Obviously, survey research is a big part of our work. Recently, various ways of conducting internet surveys have been discussed as a potential way of generating representative survey data at a fraction of the cost of face-to-face probability surveys. The issues in using internet samples with respect to sample selection, mode effects, respondent privacy and many others have been discussed at length in many forums over the last few years. One potential addition to this debate is the emergence of Google surveys (h/t Michael). This is a tool by Google that allows for the creation of surveys that can be hosted on various websites with a pay-per-complete model that makes it worthwhile for different websites to host them. It will be interesting to see whether this new tool finds academic applications. Clearly, a lot of academics are using various different methods of sourcing on-line respondents, including Amazon M-Turk and various access panels. Whether this new tool can offer the type of programming flexibility to design experiments and truly deliver a sample with known properties is a very interesting question (see paper below from google). In general, comparison of the results of important studies across these various methods of recruiting respondents is one of the most important practical issues for researchers that need this type of data to develop their research. For me, I am still a big fan of the approach whereby large representative samples are recruited from known sampling frames and incentivised to take part and then repeatedly surveyed (the US ALP panel being a brilliant example). But it would be very unwise to ignore the technologies that are emerging particular as internet usage becomes universal in industrialised/post-industrial countries.

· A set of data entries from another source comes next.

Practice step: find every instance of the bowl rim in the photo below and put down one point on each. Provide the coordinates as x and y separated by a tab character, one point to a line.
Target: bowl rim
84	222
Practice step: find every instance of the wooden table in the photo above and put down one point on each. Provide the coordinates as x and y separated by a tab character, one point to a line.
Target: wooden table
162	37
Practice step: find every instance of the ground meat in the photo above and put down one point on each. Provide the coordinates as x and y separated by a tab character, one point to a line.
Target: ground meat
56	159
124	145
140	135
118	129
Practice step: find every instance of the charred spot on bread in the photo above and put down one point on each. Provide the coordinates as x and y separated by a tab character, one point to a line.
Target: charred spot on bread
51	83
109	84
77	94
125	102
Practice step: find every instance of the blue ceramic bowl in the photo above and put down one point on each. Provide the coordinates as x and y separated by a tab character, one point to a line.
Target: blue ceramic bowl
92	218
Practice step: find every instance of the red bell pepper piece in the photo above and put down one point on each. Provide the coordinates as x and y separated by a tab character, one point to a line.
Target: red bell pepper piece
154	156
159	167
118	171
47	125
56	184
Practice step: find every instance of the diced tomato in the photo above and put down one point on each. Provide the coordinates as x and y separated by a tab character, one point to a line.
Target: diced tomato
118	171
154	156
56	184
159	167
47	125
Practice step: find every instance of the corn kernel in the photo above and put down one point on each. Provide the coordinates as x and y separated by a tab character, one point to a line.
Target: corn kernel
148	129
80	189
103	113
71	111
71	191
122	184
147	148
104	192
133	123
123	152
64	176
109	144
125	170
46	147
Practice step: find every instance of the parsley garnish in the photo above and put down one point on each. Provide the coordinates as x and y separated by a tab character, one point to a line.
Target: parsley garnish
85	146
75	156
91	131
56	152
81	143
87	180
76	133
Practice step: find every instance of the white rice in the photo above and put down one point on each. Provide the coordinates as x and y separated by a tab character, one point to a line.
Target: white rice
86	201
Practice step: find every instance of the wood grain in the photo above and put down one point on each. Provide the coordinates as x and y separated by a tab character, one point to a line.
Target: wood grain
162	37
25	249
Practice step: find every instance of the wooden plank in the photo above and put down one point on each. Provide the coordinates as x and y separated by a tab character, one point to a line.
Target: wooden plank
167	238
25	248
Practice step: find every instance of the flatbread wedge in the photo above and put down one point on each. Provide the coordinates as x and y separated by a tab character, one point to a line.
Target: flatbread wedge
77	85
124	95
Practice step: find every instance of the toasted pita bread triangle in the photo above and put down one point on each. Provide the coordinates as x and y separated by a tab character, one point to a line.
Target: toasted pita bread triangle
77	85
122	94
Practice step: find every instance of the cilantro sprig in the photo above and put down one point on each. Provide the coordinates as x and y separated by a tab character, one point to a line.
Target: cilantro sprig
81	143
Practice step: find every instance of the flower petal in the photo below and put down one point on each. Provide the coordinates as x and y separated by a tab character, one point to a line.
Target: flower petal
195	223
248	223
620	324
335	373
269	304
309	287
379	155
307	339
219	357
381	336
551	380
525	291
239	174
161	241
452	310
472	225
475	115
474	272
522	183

Comparing Google Consumer Surveys to Existing Probability and Non-Probability Based Internet Surveys
Paul McDonald, Matt Mohebbi, Brett Slatkin
This study compares the responses of a probability based Internet panel, a non-probability based Internet panel and Google Consumer Surveys against several media consumption and health benchmarks. The Consumer Surveys results were found to be more accurate than both the probability and non-probability based Internet panels in three separate measures: average absolute error (distance from the benchmark), largest absolute error, and percent of responses within 3.5 percentage points of the benchmark. These results suggest that despite differences in survey methodology, Consumer Surveys can be used in place of more traditional Internet based panels without sacrificing accuracy.